Researchers from Apple and the Federal Institute of Technology in Lausanne, Switzerland, have jointly open-sourced a large-scale multimodal visual model named 4M-21. Unlike models that are optimized for specific tasks or data types, 4M-21 boasts broad versatility and flexibility. Despite having only 3 billion parameters, it offers a myriad of functionalities including image classification, object detection, semantic segmentation, instance segmentation, depth estimation, surface normal estimation, and more.

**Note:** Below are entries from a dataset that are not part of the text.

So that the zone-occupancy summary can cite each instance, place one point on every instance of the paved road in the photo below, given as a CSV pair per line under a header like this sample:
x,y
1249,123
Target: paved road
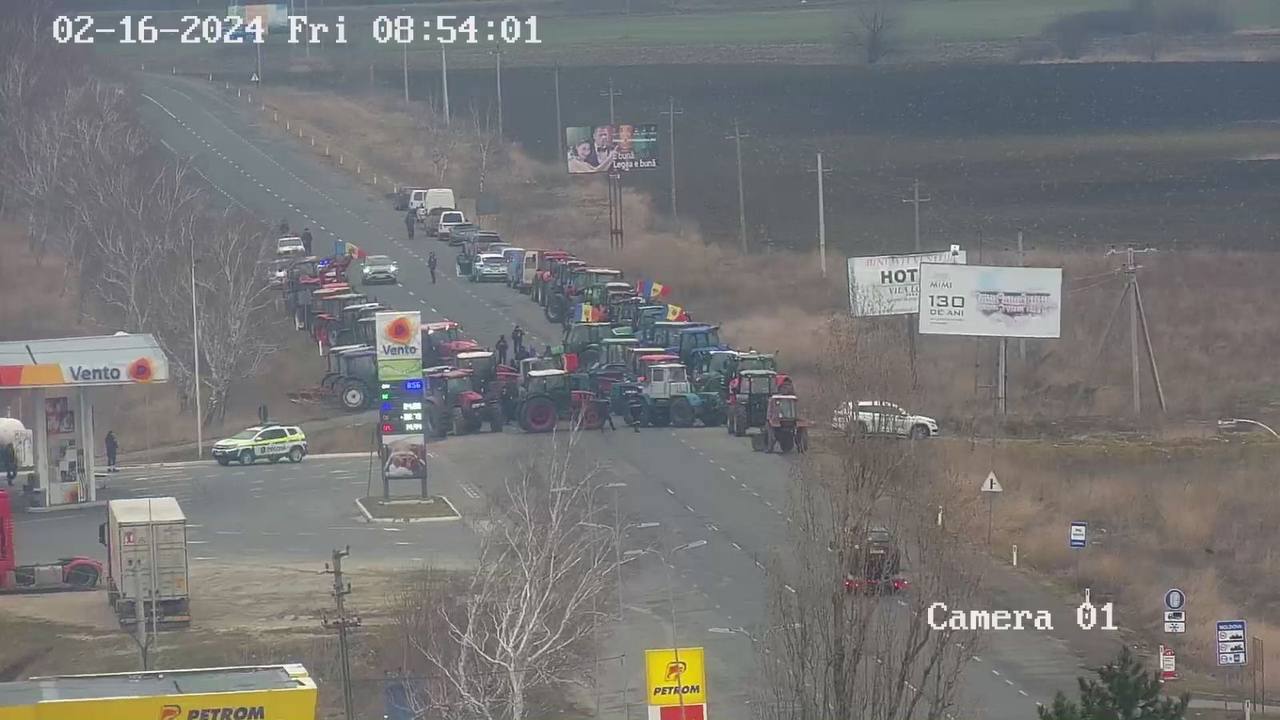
x,y
699,483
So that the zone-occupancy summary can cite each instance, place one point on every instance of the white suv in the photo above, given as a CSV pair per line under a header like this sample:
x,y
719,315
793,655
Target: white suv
x,y
877,418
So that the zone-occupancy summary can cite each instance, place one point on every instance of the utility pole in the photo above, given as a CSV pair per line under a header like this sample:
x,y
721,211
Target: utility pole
x,y
195,360
342,623
671,112
822,217
741,203
560,126
1137,320
611,94
405,68
915,200
444,86
497,54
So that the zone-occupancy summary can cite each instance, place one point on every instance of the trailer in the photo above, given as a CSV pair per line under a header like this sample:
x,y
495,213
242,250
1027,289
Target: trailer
x,y
147,575
263,692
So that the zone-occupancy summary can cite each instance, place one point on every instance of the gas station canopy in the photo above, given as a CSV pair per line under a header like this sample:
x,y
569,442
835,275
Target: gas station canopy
x,y
82,361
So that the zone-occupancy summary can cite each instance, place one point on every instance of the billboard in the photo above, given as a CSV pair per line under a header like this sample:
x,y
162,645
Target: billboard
x,y
890,285
991,301
676,677
603,149
400,345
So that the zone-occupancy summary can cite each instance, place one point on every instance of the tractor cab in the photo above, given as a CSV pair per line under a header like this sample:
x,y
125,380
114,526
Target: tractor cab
x,y
613,350
443,341
698,337
664,333
664,381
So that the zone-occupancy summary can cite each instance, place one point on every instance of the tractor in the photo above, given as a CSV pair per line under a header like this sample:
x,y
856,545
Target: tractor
x,y
443,341
695,337
668,400
784,428
453,405
545,399
497,383
350,381
749,400
872,565
545,272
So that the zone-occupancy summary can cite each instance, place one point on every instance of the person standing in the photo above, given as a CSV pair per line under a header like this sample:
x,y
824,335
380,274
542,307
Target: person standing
x,y
501,346
113,446
517,338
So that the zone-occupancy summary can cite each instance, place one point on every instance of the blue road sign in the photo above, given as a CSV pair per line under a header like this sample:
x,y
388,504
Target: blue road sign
x,y
1233,643
1079,536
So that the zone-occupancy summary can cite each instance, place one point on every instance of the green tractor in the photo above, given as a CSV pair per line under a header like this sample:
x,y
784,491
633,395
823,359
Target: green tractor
x,y
545,399
668,400
749,400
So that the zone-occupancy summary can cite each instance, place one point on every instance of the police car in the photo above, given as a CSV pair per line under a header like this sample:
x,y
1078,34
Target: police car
x,y
263,442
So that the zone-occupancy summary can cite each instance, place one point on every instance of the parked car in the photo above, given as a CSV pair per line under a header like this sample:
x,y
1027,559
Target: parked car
x,y
448,220
488,267
878,418
379,269
272,442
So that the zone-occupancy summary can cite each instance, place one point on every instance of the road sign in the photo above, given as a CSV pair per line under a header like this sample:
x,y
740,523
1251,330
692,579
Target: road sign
x,y
677,712
676,677
1232,643
1079,536
1168,664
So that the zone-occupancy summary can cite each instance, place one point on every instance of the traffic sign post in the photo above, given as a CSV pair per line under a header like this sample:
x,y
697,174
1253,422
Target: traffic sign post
x,y
1232,645
991,488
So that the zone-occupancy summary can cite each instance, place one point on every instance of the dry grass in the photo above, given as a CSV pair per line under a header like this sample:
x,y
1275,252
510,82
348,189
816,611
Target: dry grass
x,y
1194,515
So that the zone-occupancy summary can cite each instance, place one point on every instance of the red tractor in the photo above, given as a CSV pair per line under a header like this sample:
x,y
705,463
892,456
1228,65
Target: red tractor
x,y
443,341
455,406
67,574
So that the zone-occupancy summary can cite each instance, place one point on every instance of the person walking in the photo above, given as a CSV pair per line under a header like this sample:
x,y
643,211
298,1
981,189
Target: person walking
x,y
113,446
517,338
501,346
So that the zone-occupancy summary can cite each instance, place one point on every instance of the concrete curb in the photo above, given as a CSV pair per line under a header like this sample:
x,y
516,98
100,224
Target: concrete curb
x,y
369,516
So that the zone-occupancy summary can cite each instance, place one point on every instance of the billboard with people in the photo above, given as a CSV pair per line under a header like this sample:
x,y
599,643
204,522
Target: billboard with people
x,y
604,149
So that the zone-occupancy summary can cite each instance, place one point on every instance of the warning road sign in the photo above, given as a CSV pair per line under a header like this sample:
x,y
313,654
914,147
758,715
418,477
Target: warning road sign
x,y
676,675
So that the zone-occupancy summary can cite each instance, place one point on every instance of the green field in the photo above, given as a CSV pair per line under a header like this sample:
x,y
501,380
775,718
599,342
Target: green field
x,y
922,22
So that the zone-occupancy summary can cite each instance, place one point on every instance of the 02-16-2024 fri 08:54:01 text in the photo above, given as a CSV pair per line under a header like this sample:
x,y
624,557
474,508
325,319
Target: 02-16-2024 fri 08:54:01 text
x,y
213,30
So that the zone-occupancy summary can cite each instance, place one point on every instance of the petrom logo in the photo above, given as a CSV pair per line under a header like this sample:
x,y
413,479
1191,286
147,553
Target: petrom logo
x,y
242,712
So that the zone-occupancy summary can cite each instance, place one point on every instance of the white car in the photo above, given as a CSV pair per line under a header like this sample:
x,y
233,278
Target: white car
x,y
878,418
488,267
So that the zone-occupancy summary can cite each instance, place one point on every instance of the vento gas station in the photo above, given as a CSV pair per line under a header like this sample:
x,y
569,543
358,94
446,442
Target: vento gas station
x,y
56,382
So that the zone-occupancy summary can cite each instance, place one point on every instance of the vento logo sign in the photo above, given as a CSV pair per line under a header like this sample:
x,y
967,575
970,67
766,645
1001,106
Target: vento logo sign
x,y
241,712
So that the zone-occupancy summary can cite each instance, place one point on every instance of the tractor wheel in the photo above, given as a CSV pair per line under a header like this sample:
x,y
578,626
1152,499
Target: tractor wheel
x,y
681,413
355,396
538,415
786,440
82,577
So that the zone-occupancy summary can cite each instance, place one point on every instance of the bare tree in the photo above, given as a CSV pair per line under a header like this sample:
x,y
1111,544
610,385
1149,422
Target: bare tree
x,y
873,26
524,616
859,518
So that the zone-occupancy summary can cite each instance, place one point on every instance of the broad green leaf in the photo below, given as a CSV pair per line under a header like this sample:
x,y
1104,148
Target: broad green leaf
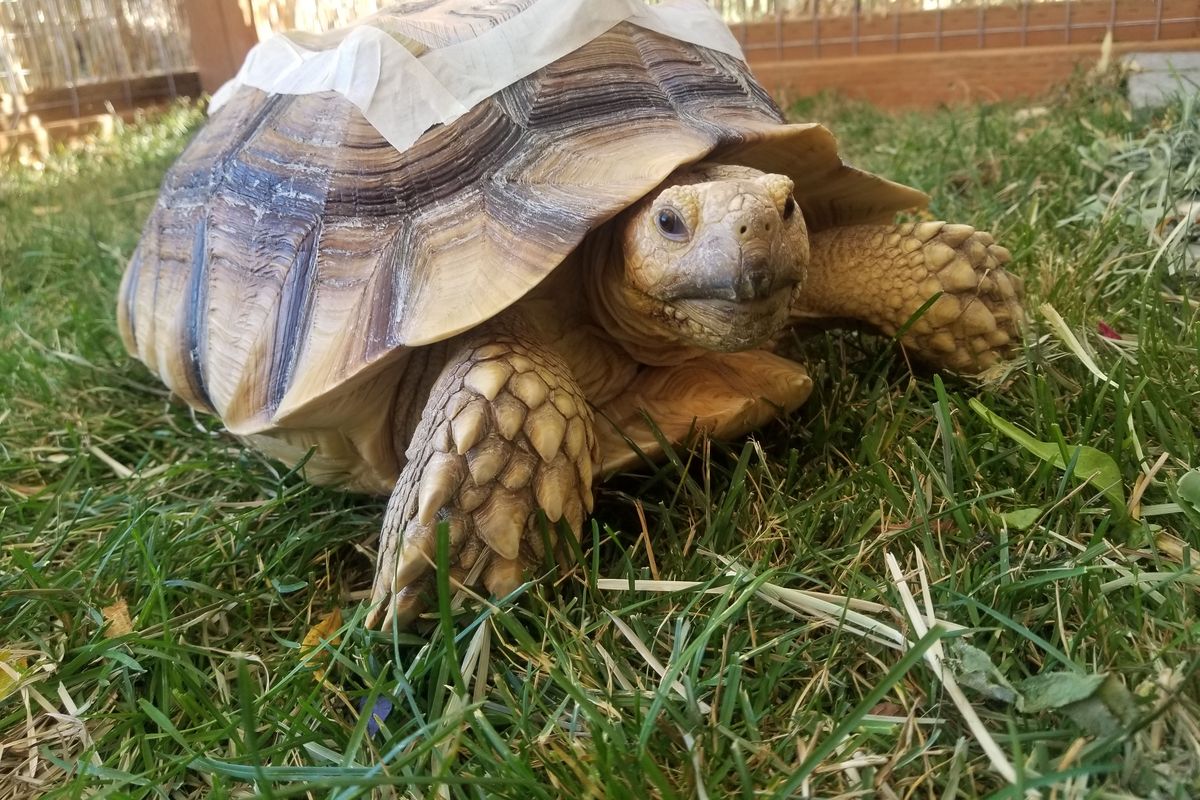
x,y
1021,518
1188,493
1097,703
1092,465
973,668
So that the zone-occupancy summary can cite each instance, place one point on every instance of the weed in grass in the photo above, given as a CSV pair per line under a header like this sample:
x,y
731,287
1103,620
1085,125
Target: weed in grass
x,y
610,680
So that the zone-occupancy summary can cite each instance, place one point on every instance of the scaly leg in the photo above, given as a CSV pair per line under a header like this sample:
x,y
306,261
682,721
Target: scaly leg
x,y
882,275
505,433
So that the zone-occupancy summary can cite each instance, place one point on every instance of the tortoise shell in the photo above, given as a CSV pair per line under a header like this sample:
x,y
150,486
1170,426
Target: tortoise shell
x,y
294,256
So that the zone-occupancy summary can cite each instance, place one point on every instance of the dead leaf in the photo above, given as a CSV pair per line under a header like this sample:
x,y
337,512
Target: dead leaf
x,y
117,619
323,631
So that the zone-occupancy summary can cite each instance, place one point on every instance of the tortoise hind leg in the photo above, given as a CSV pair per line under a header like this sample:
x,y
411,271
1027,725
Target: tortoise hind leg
x,y
505,432
882,275
721,394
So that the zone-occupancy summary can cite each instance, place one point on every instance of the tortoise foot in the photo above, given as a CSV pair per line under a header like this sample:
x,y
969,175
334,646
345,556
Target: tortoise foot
x,y
945,286
505,439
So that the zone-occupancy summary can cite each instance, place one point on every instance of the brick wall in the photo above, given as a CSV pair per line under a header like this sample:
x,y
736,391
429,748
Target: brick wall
x,y
928,79
924,59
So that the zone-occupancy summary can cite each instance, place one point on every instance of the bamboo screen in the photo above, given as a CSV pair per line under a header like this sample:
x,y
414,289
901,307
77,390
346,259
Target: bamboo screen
x,y
54,43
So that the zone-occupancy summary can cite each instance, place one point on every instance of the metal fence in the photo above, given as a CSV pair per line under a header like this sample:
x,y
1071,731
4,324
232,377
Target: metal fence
x,y
70,44
815,28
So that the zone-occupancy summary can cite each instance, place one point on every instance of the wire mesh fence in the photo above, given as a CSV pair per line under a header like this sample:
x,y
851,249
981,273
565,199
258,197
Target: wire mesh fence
x,y
69,44
798,29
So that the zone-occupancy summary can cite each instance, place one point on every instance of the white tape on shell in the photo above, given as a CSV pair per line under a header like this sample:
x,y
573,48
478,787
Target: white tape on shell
x,y
403,95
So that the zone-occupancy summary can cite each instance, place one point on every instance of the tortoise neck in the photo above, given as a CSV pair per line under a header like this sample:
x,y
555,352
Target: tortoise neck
x,y
621,311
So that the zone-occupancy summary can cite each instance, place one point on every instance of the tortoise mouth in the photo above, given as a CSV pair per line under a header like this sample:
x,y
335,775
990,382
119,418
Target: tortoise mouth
x,y
727,325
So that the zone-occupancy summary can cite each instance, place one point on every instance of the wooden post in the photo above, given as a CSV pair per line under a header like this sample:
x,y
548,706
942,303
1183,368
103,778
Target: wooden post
x,y
222,34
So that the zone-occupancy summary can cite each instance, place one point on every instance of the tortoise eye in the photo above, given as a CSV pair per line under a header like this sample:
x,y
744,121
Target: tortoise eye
x,y
670,224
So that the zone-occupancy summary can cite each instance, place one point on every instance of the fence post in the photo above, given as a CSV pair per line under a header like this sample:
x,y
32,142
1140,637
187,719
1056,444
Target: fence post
x,y
222,34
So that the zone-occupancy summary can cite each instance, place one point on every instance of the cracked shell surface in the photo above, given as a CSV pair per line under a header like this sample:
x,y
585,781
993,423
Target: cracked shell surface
x,y
293,254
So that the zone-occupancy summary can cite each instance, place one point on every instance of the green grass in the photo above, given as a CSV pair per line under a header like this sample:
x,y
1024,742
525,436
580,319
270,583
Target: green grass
x,y
109,491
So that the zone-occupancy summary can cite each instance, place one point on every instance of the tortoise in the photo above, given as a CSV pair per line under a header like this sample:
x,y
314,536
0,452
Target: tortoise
x,y
486,323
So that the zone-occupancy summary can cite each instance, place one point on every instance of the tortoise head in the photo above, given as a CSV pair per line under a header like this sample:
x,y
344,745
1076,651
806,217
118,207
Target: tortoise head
x,y
712,258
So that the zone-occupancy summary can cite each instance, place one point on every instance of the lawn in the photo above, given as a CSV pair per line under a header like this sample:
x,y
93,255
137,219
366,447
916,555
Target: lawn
x,y
181,618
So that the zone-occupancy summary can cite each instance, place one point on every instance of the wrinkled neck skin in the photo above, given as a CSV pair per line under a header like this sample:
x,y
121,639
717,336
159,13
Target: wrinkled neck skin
x,y
623,313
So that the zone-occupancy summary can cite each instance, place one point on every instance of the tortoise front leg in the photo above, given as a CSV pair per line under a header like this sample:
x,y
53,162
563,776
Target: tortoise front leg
x,y
505,433
882,275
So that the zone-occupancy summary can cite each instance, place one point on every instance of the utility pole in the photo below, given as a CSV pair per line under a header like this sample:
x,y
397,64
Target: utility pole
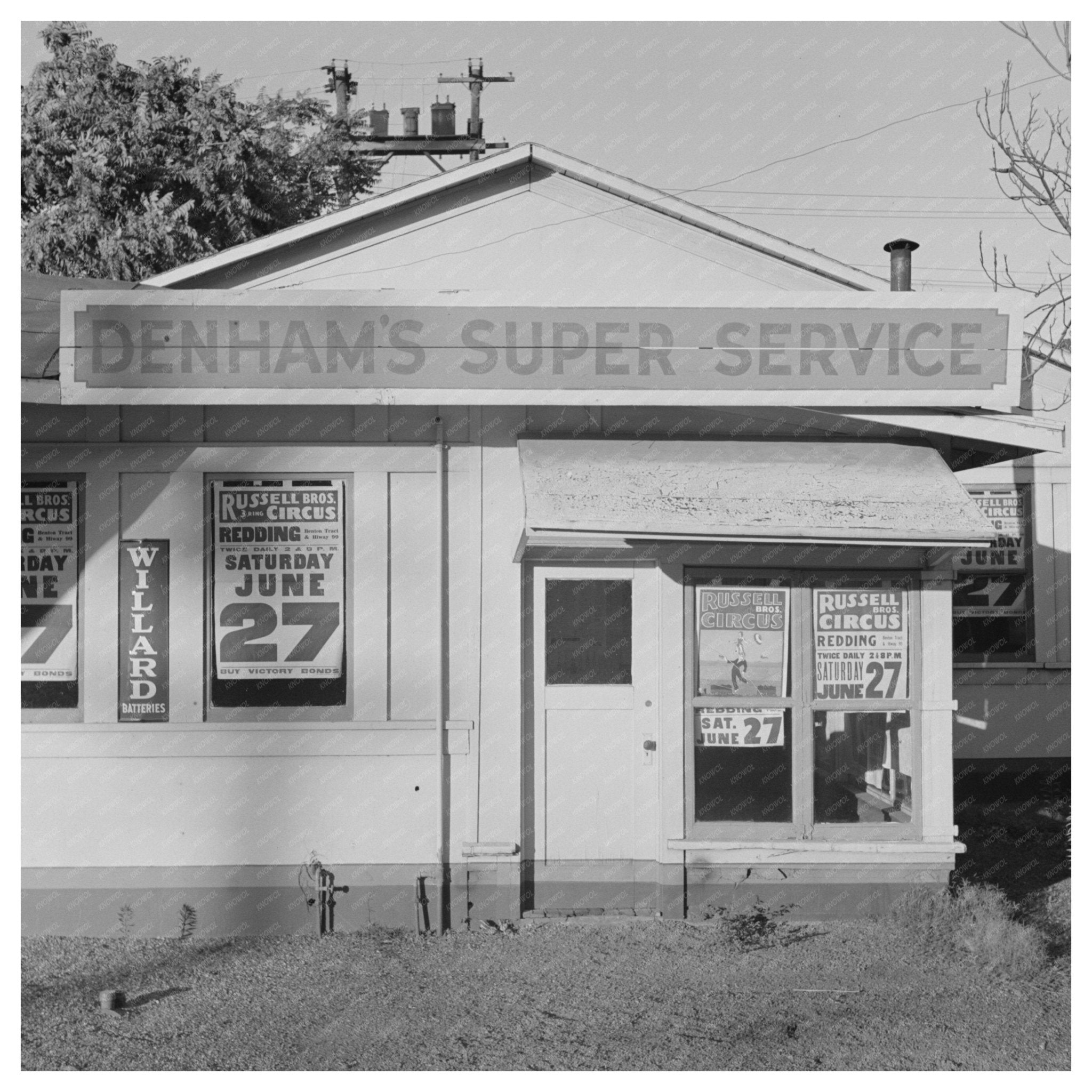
x,y
343,86
476,80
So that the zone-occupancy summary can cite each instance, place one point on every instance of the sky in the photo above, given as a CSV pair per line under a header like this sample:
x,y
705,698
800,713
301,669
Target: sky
x,y
760,122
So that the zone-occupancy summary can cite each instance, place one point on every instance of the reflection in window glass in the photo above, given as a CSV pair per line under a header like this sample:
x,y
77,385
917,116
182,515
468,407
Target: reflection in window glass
x,y
743,766
589,632
863,767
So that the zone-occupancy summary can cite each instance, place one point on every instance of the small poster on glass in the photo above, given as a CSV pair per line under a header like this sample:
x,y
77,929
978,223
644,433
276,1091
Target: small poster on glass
x,y
743,641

The core technology of the model is the "discrete tokens" conversion technique, which converts various modal data into a unified format of tokens sequences. Whether it's image data, neural network feature maps, vectors, structured data, or data represented as text, it can be transformed into a format that the model can understand. This conversion not only simplifies the training of the model but also lays the foundation for multimodal learning and processing.

image.png

Product Access: https://github.com/apple/ml-4m/

In the training phase, 4M-21 completes multimodal learning through the masked modeling approach. It randomly masks part of the input sequence tokens and then predicts the masked parts based on the remaining unmasked tokens. This method compels the model to learn the statistical structure and potential relationships of the input data, capturing the commonalities and interactions between different modalities. Masked modeling not only enhances the model's generalization ability but also improves the accuracy of generative tasks.

Researchers have conducted a comprehensive evaluation of 4M-21 on tasks such as image classification, object detection, semantic segmentation, instance segmentation, depth estimation, surface normal estimation, and 3D human pose estimation. The results show that the multimodal processing capabilities of 4M-21 can match the most advanced models currently available, performing excellently across various tasks.

Key Points:

- Apple and the Federal Institute of Technology in Lausanne, Switzerland, have jointly open-sourced the large-scale multimodal visual model 4M-21, which has broad versatility and flexibility.

- 4M-21 offers a range of functionalities including image classification, object detection, semantic segmentation, instance segmentation, depth estimation, surface normal estimation, and more.

- The key technology of 4M-21 is the "discrete tokens" conversion technique, which can convert various modal data into a unified format of tokens sequences.